(Adnkronos) – Foreign minister Antonio Tajani is attending a ceremony at the Ardeatine Caves monument in Rome on Saturday to commemorate the 81st anniversary of Italy’s Liberation Day marking the end of the World War II Nazi German occupation and fascism, the foreign ministry said in a statement.
Mausoleum of Ardeatine Caves is located at the site of a notorious massacre where on 24 March, 1944, Nazi police executed 335 men and boys in a reprisal for the partisan bombing the previous day of a police unit in Rome, which killed 33 officers.
Tajani will lay a laurel wreath at the plaque at the entrance to the Ardeatine Caves – a national memorial site – followed by a minute of silence in memory of the 355 victims of the massacre, according to the foreign ministry statement.
Tajani will then travel to Ferentino (Frosinone) in southern Lazio, where, he will lay a wreath at the World War II Memorial at the Rotonda di Vascello. The monument also bears a plaque commemorating Don Giuseppe Morosini, a military chaplain who joined the anti-Nazi Resistance and was executed on 3 April 1944 at Forte Bravetta in Rome.

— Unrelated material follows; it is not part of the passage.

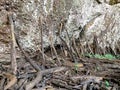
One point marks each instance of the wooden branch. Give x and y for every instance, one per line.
x=38, y=78
x=13, y=43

“In recognition of his contribution to the Liberation struggle, he was awarded the Gold Medal for Military Valour, and his name is today remembered as a symbol of clerical resistance and sacrifice for freedom,” said the foreign ministry statement.
Tajani also paid tribute on Thursday to diplomat Francesco Babuscio Rizzo, who saved the lives of hundreds of exiled and persecuted individuals during the Nazi-Fascist occupation of Rome between 1943 and 1944, the statement noted.
World War II ended in Italy on 2 May 1945 with the total surrender of German and RSI (German puppet state Republic of Salo) forces to the Allied forces, marking the definitive defeat of Nazism and Fascism in the country.